English    Türkçe    فارسی   

6
1010-1019

  • Kendinden geçmiş sarhoş ve ateşli bir halde oturdu. Ağzından bir hayli acı sözler çıktı. 1010
  • Dedi ki: Bu Allah dostunu nasıl dövüyorsun? Ey apaçık düşman bu ne haset?
  • Kendi dininde doğru isen doğru sözlü bir adama zulmetmeye gönlün nasıl razı oluyor?
  • Ey kâfirlik dininde karı olan, nasıl oluyor da bir şehzadeye karşı böyle bir zanda bulunuyorsun?

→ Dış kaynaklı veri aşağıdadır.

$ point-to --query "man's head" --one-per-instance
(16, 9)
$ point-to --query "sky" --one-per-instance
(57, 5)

  • Ey ebedî lânete uğramış, ey merdut adam, daima adamı eğri büğrü gösteren aynaya bakma.
  • O anda Sıddıyk’ın ağzından çıkan sözleri söylesem elini ayağını kaybedersin. 1015
  • O hikmet kaynakları cihetsizlik makamından coşmada, dudağından Fırat gibi kaynayıp akmada idi.
  • Herhangi bir taştan su kaynar, akar. Bu su, taşın ne yanından gelir, ne ortasından.
  • Allah o taşı kendisine bir siper yapmıştır. O gök renkli suyu, o taştan akıtıp durmadadır.
  • Nitekim senin göz kaynağından da nur, hiç eksilmeden akıp durmadadır.